Полуночное солнце - [85]

Шрифт
Интервал

И Хосей передал в руки почтальона деревянного профессора с голубыми глазами.

— Обязательно передай, сын у меня хороший мужик, только по тундре скучает.

— Передай, передай ему это, — весело кивает головой женщина, — пусть не плачет.

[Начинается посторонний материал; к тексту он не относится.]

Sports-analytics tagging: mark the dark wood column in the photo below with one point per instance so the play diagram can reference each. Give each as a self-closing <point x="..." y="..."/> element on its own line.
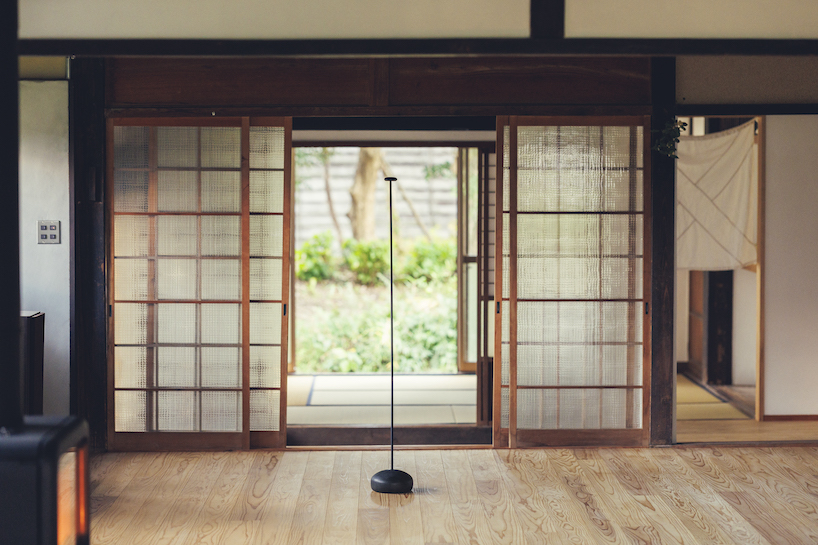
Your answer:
<point x="663" y="265"/>
<point x="88" y="304"/>
<point x="10" y="408"/>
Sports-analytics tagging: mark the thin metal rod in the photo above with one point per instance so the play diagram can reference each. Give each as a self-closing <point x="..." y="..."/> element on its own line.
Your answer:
<point x="391" y="339"/>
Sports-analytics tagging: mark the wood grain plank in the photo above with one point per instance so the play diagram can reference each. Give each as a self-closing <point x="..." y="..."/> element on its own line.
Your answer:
<point x="498" y="506"/>
<point x="467" y="509"/>
<point x="763" y="515"/>
<point x="341" y="522"/>
<point x="433" y="495"/>
<point x="373" y="508"/>
<point x="311" y="507"/>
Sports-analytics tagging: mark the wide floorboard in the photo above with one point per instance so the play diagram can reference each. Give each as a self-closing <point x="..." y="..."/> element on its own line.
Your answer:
<point x="724" y="495"/>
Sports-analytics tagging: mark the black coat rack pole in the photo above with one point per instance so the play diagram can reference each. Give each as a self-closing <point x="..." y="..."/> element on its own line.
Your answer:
<point x="391" y="481"/>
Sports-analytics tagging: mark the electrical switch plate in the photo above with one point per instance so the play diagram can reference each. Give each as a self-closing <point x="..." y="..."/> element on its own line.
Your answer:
<point x="48" y="232"/>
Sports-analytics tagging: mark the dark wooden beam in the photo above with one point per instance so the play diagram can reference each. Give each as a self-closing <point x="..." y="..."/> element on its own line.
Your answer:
<point x="416" y="47"/>
<point x="11" y="415"/>
<point x="88" y="303"/>
<point x="663" y="264"/>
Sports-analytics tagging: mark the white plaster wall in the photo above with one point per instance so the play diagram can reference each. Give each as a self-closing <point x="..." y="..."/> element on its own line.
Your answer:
<point x="44" y="195"/>
<point x="745" y="327"/>
<point x="691" y="19"/>
<point x="791" y="279"/>
<point x="274" y="19"/>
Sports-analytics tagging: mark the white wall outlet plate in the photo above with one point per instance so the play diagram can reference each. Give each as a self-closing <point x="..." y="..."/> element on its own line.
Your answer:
<point x="48" y="232"/>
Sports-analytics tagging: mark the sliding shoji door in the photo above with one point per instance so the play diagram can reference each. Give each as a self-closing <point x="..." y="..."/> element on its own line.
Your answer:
<point x="199" y="281"/>
<point x="571" y="279"/>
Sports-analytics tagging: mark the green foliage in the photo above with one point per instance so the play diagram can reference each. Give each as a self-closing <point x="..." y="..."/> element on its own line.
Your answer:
<point x="430" y="260"/>
<point x="368" y="260"/>
<point x="669" y="137"/>
<point x="314" y="261"/>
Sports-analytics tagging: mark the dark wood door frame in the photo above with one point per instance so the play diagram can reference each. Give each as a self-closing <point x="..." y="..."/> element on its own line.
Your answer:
<point x="402" y="87"/>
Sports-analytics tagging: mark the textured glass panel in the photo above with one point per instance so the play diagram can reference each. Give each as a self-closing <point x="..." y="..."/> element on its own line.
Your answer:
<point x="176" y="323"/>
<point x="265" y="367"/>
<point x="176" y="279"/>
<point x="221" y="147"/>
<point x="221" y="411"/>
<point x="266" y="147"/>
<point x="131" y="236"/>
<point x="266" y="191"/>
<point x="221" y="235"/>
<point x="221" y="367"/>
<point x="130" y="367"/>
<point x="131" y="279"/>
<point x="264" y="410"/>
<point x="537" y="409"/>
<point x="221" y="191"/>
<point x="221" y="324"/>
<point x="177" y="411"/>
<point x="129" y="411"/>
<point x="265" y="323"/>
<point x="177" y="146"/>
<point x="131" y="147"/>
<point x="221" y="279"/>
<point x="130" y="323"/>
<point x="265" y="279"/>
<point x="175" y="366"/>
<point x="177" y="235"/>
<point x="177" y="191"/>
<point x="130" y="191"/>
<point x="266" y="235"/>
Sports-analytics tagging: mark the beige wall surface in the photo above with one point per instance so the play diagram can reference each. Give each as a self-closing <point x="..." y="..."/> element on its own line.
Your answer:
<point x="274" y="19"/>
<point x="691" y="19"/>
<point x="747" y="80"/>
<point x="791" y="298"/>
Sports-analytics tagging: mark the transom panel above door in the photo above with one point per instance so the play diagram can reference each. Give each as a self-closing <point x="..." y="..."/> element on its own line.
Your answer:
<point x="199" y="282"/>
<point x="570" y="282"/>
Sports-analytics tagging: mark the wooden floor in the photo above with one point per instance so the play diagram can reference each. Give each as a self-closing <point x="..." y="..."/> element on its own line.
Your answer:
<point x="586" y="496"/>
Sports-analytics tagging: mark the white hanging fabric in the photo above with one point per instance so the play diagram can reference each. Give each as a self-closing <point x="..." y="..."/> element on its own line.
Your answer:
<point x="717" y="200"/>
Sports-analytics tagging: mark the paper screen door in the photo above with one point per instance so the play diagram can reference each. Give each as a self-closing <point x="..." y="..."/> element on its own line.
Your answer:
<point x="199" y="283"/>
<point x="570" y="282"/>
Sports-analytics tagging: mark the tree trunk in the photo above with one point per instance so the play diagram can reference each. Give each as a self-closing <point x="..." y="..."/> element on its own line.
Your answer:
<point x="362" y="213"/>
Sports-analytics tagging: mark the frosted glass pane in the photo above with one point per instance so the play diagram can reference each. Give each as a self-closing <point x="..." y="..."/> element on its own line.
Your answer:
<point x="221" y="147"/>
<point x="264" y="410"/>
<point x="130" y="411"/>
<point x="176" y="323"/>
<point x="221" y="191"/>
<point x="221" y="235"/>
<point x="130" y="367"/>
<point x="221" y="279"/>
<point x="130" y="323"/>
<point x="221" y="324"/>
<point x="176" y="279"/>
<point x="177" y="191"/>
<point x="177" y="411"/>
<point x="221" y="367"/>
<point x="176" y="235"/>
<point x="265" y="279"/>
<point x="265" y="323"/>
<point x="130" y="279"/>
<point x="265" y="367"/>
<point x="177" y="146"/>
<point x="266" y="147"/>
<point x="131" y="147"/>
<point x="130" y="191"/>
<point x="221" y="411"/>
<point x="175" y="366"/>
<point x="266" y="191"/>
<point x="266" y="235"/>
<point x="131" y="236"/>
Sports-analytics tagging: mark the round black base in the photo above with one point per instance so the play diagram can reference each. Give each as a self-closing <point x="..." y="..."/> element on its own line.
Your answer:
<point x="392" y="481"/>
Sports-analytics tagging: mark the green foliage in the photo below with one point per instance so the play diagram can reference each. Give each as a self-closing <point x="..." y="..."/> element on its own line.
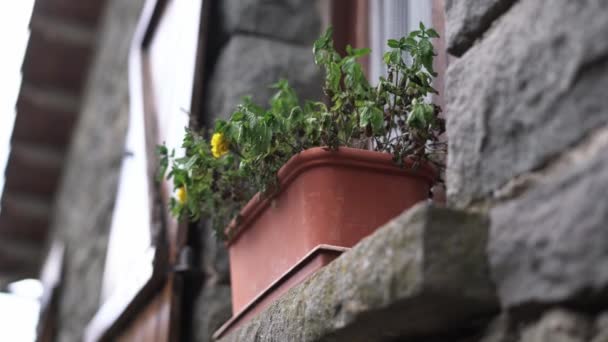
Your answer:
<point x="395" y="117"/>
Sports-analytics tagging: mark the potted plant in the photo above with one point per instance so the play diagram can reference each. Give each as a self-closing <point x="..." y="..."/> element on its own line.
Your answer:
<point x="288" y="187"/>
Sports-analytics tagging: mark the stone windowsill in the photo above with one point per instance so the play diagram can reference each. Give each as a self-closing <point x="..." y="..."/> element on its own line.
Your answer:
<point x="423" y="274"/>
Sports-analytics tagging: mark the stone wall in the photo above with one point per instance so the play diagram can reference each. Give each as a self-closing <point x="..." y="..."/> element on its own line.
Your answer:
<point x="256" y="44"/>
<point x="522" y="253"/>
<point x="86" y="196"/>
<point x="527" y="123"/>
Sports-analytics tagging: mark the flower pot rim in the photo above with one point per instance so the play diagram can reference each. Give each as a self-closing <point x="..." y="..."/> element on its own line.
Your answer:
<point x="319" y="249"/>
<point x="324" y="156"/>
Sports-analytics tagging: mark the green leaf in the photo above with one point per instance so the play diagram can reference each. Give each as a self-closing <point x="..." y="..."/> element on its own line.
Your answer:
<point x="432" y="33"/>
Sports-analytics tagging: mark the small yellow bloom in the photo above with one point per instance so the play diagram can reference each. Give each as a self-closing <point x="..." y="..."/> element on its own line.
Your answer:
<point x="219" y="145"/>
<point x="181" y="195"/>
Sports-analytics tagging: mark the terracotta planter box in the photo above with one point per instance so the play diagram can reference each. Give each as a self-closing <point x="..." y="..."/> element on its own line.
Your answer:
<point x="327" y="198"/>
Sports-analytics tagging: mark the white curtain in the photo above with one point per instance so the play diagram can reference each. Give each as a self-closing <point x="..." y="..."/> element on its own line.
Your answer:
<point x="392" y="19"/>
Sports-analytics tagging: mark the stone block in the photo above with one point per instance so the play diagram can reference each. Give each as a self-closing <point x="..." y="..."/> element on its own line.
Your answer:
<point x="296" y="21"/>
<point x="557" y="326"/>
<point x="601" y="328"/>
<point x="467" y="21"/>
<point x="535" y="85"/>
<point x="250" y="65"/>
<point x="550" y="244"/>
<point x="424" y="273"/>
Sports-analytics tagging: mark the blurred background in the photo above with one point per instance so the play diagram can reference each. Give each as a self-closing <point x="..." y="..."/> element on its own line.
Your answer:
<point x="19" y="300"/>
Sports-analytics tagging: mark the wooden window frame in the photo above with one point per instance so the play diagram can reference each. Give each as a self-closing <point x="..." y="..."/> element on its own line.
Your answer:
<point x="116" y="313"/>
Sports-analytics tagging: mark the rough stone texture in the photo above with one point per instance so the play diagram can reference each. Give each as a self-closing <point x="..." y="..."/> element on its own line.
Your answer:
<point x="423" y="273"/>
<point x="214" y="308"/>
<point x="249" y="65"/>
<point x="532" y="87"/>
<point x="467" y="20"/>
<point x="499" y="330"/>
<point x="87" y="192"/>
<point x="601" y="328"/>
<point x="551" y="243"/>
<point x="289" y="20"/>
<point x="557" y="326"/>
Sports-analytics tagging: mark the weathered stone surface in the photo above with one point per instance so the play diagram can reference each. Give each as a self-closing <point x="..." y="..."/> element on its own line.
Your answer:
<point x="499" y="330"/>
<point x="421" y="274"/>
<point x="534" y="86"/>
<point x="86" y="195"/>
<point x="213" y="308"/>
<point x="467" y="21"/>
<point x="557" y="326"/>
<point x="290" y="20"/>
<point x="601" y="328"/>
<point x="249" y="65"/>
<point x="551" y="243"/>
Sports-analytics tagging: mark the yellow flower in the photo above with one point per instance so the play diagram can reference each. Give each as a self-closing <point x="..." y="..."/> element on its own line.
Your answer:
<point x="181" y="195"/>
<point x="219" y="145"/>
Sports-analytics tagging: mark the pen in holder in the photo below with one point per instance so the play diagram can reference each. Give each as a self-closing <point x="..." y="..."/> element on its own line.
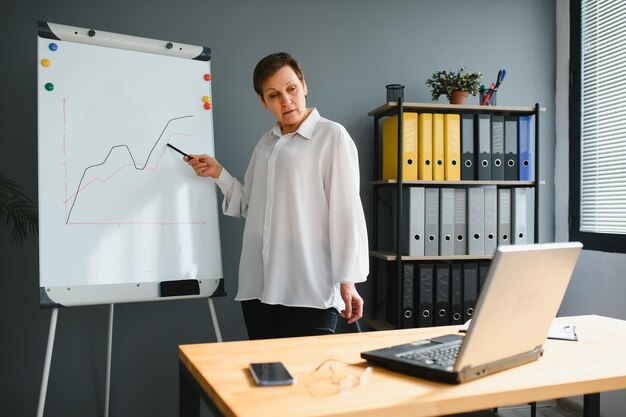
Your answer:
<point x="394" y="92"/>
<point x="487" y="97"/>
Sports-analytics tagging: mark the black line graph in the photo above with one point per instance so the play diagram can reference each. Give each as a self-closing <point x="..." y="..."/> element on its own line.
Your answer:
<point x="134" y="163"/>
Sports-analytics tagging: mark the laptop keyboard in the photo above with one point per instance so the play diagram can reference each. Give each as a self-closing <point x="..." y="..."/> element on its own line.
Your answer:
<point x="441" y="356"/>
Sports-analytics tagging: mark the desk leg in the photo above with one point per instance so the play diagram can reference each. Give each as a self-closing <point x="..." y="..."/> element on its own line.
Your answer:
<point x="591" y="405"/>
<point x="188" y="397"/>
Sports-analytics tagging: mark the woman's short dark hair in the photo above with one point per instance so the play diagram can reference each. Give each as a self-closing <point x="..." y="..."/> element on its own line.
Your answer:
<point x="270" y="65"/>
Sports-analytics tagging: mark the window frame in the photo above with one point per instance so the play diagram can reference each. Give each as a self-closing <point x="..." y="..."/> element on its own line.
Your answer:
<point x="605" y="242"/>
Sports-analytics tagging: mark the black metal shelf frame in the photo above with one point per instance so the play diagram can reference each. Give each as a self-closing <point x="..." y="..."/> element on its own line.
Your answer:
<point x="399" y="109"/>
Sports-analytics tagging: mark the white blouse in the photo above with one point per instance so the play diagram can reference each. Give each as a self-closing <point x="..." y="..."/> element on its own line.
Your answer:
<point x="305" y="230"/>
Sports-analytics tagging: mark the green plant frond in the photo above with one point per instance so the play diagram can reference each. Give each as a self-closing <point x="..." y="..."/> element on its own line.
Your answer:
<point x="17" y="211"/>
<point x="445" y="82"/>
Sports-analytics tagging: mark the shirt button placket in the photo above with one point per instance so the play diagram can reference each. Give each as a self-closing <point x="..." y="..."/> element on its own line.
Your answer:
<point x="269" y="200"/>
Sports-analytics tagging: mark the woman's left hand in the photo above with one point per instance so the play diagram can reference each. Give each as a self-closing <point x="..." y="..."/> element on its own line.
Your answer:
<point x="353" y="301"/>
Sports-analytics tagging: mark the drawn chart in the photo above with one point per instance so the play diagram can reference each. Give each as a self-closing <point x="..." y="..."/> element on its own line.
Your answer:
<point x="120" y="211"/>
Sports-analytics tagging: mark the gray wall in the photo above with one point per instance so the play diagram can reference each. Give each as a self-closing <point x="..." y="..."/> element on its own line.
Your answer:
<point x="598" y="285"/>
<point x="350" y="50"/>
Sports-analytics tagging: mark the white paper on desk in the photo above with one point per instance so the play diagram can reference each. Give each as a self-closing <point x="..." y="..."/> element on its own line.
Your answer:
<point x="557" y="331"/>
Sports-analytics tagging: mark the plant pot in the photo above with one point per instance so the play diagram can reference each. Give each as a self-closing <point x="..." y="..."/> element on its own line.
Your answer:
<point x="458" y="97"/>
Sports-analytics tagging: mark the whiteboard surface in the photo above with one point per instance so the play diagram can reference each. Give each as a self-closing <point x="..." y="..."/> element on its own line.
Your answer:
<point x="119" y="211"/>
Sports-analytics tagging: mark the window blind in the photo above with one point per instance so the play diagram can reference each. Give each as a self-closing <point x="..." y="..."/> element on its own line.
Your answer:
<point x="603" y="117"/>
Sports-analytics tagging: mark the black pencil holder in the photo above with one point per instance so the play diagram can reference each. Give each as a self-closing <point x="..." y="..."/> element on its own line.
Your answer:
<point x="491" y="101"/>
<point x="394" y="92"/>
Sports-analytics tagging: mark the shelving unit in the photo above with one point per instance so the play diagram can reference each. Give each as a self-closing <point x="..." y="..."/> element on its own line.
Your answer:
<point x="385" y="255"/>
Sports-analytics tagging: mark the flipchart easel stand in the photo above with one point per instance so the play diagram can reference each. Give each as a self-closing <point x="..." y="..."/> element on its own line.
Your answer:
<point x="50" y="345"/>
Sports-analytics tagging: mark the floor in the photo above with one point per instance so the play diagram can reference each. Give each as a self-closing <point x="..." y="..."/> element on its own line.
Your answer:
<point x="548" y="409"/>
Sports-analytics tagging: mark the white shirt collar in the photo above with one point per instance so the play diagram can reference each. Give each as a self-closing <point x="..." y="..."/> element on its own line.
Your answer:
<point x="306" y="128"/>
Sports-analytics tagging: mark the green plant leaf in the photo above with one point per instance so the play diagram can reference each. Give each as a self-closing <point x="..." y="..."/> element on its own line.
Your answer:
<point x="17" y="211"/>
<point x="445" y="82"/>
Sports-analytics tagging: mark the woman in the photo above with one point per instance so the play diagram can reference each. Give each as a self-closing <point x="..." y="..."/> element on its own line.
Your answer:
<point x="305" y="239"/>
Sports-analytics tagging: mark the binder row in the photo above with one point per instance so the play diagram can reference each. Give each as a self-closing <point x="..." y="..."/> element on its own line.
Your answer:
<point x="452" y="147"/>
<point x="436" y="294"/>
<point x="473" y="220"/>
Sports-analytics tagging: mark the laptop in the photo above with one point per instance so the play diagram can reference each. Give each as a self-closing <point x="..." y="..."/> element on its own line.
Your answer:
<point x="519" y="299"/>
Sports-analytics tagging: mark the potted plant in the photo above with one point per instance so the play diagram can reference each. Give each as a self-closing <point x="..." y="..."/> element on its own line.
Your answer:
<point x="17" y="212"/>
<point x="456" y="85"/>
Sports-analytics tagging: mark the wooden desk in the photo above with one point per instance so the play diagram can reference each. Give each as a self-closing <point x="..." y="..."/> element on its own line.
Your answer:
<point x="218" y="373"/>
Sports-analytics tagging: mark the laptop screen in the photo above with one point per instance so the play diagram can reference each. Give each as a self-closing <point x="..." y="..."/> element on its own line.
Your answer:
<point x="520" y="297"/>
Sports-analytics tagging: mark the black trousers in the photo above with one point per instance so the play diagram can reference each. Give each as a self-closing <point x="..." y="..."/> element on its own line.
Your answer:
<point x="267" y="321"/>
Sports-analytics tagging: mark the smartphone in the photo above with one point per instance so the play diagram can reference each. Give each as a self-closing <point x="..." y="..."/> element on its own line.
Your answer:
<point x="271" y="374"/>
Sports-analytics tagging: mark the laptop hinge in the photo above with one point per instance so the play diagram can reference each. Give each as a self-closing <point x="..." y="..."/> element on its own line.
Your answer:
<point x="472" y="372"/>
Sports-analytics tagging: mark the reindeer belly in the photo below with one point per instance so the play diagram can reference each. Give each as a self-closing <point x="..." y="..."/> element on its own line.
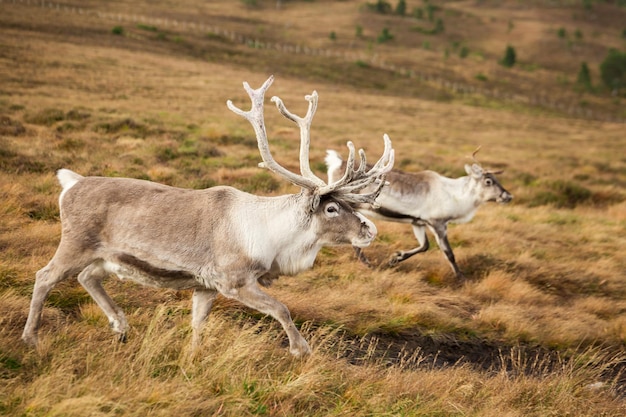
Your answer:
<point x="129" y="267"/>
<point x="382" y="213"/>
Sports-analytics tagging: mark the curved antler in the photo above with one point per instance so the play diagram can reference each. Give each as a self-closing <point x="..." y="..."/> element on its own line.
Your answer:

— Теперь у него хорошо наука пойдет, — сказал Хосей и гордо улыбнулся.

ЗМЕЯ С ЗОЛОТОЙ РЕКИ

Сизый дым слепил глаза. Потрескивали дрова в потухающем костре. Медный свет пламени падал на обезображенное струпьями лицо Егорки — сына батрака Сяско. Над больным наклонилась старая Нэвля. Дым от дров из плавника, выброшенного морем, сжег ей глаза. Желтыми старческими пальцами она провела по Егорову лицу, остановив движение на обветренных губах, пылавших больным жаром.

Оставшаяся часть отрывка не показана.